Experts say royal weddings good for the economy

by Emily DUNBAR on November 17, 2010

The recent news that Prince William will make girlfriend Kate Middleton his bride next year, according to experts, will boost tourism to the UK.

Broadcasters, merchandisers and travel firms will all benefit from the upcoming royal nuptials as the 2011 wedding is shortly followed by the 2012 winter Olympics. During a typical year in Britain, the country’s royalty brings in £500 million of tourist money, said VisitBritain.

A spokesman on the tourism board, Paul Eastham, says the UK’s culture and heritage is a strong appeal for tourists arriving from abroad. He added that at the centre of this appeal is the British monarchy.

In 1981, when Prince Charles married William’s mother Diana, Mr Eastham said that the wedding topped the list of reasons why foreign tourists visited the country. He also adds that people will take great lengths to be in the capital for such an event.

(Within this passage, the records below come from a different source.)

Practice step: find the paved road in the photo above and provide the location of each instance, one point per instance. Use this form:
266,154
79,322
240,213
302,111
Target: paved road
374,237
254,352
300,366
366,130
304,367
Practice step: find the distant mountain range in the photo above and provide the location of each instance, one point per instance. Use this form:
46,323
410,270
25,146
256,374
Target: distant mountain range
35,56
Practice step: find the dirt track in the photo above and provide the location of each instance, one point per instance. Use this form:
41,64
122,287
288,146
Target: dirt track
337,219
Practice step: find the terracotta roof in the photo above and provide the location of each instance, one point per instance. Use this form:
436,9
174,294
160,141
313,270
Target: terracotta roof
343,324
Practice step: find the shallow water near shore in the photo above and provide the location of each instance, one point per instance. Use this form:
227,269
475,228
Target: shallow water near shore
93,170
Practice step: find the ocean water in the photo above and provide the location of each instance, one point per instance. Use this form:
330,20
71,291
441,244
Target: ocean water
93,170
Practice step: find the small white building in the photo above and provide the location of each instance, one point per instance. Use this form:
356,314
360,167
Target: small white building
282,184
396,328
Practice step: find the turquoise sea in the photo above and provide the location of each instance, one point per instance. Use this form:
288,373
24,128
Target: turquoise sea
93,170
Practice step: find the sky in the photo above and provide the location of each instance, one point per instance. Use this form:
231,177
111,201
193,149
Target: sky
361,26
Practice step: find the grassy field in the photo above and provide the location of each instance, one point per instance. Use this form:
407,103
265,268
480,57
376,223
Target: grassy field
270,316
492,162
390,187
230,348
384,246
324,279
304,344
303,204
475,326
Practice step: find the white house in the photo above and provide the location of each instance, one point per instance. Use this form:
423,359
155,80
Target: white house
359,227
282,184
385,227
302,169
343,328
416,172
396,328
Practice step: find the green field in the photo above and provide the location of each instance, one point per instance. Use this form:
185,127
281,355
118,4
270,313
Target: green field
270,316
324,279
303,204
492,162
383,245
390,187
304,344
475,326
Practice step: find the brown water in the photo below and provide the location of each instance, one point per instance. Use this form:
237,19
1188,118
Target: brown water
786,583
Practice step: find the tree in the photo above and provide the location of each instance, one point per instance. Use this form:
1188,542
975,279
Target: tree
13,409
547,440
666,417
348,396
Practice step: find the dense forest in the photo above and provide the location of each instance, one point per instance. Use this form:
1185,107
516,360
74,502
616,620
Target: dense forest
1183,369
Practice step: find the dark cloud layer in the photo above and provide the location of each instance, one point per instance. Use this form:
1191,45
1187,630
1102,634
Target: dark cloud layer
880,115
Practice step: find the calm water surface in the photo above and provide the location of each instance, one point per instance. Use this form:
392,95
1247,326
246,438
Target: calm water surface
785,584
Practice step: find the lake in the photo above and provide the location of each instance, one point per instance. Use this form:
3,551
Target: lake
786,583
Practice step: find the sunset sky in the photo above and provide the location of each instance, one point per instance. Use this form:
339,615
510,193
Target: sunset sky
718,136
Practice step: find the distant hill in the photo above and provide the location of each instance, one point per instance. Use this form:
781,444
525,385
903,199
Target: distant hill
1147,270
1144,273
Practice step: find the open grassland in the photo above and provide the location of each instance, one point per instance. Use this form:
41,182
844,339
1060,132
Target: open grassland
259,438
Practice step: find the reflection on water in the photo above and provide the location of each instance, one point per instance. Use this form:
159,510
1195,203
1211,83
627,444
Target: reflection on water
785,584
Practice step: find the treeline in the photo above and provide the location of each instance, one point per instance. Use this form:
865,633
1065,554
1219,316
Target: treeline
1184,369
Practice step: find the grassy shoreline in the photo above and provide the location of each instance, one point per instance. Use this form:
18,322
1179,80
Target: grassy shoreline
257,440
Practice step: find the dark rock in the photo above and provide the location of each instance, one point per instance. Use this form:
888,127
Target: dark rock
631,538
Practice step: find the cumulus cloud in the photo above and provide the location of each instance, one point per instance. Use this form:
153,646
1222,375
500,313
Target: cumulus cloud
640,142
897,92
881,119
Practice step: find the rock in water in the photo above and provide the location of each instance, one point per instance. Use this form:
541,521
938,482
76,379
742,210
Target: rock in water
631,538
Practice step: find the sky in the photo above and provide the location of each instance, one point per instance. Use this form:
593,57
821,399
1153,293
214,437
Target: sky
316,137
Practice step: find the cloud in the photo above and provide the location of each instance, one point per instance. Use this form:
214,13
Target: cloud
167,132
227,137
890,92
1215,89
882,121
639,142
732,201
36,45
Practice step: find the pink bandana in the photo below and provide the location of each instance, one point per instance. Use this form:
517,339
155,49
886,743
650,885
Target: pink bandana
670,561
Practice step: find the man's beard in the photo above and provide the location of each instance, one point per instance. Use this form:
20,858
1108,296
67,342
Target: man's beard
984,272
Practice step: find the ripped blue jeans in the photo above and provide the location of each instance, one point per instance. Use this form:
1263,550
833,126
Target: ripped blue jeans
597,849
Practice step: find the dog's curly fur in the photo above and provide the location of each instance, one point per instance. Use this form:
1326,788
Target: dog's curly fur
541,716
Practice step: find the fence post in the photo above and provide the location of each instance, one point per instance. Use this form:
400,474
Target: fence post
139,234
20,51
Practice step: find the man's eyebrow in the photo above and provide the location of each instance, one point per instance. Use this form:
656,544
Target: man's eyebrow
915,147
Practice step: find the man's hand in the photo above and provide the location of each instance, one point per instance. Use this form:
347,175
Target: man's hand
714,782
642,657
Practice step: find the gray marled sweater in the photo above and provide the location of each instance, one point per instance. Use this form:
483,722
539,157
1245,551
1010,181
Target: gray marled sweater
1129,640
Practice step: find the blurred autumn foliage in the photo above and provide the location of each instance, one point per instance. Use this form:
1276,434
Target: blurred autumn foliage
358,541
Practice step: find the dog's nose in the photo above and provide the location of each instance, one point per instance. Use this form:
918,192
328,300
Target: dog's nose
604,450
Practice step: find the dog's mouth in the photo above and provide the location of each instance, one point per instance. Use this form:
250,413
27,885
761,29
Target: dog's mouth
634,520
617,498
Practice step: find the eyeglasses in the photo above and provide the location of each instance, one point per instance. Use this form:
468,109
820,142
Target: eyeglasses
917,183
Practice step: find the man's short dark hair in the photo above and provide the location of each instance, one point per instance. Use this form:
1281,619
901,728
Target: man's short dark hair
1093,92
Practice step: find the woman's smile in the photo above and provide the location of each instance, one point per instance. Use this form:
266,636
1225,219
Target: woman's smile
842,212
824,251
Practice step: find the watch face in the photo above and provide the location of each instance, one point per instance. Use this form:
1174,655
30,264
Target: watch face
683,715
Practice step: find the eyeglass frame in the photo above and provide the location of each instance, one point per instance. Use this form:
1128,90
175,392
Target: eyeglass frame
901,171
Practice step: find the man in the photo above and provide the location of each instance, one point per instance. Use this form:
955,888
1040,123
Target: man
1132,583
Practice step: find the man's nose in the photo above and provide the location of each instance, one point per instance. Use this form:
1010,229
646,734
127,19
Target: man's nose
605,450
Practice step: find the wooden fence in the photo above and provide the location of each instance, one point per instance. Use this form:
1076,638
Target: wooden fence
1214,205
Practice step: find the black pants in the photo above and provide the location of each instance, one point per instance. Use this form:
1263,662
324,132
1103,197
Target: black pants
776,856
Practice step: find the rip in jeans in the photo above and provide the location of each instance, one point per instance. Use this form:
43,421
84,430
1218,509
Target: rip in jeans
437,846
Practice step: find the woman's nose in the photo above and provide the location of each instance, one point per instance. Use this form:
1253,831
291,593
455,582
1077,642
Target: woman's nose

Professor Stephen Lea, an expert in economic philosophy, said that royal weddings certainly could increase economic wellbeing in a country. He said that many Britons are worried about the recession and the current state of the UK economy; however, he said that there are also those individuals that are not worried about the affects of the gloomy financial situation.

According to Professor Lea, a royal wedding could remove some of the nation’s fears and encourage Brits to increase spending of their discretionary money.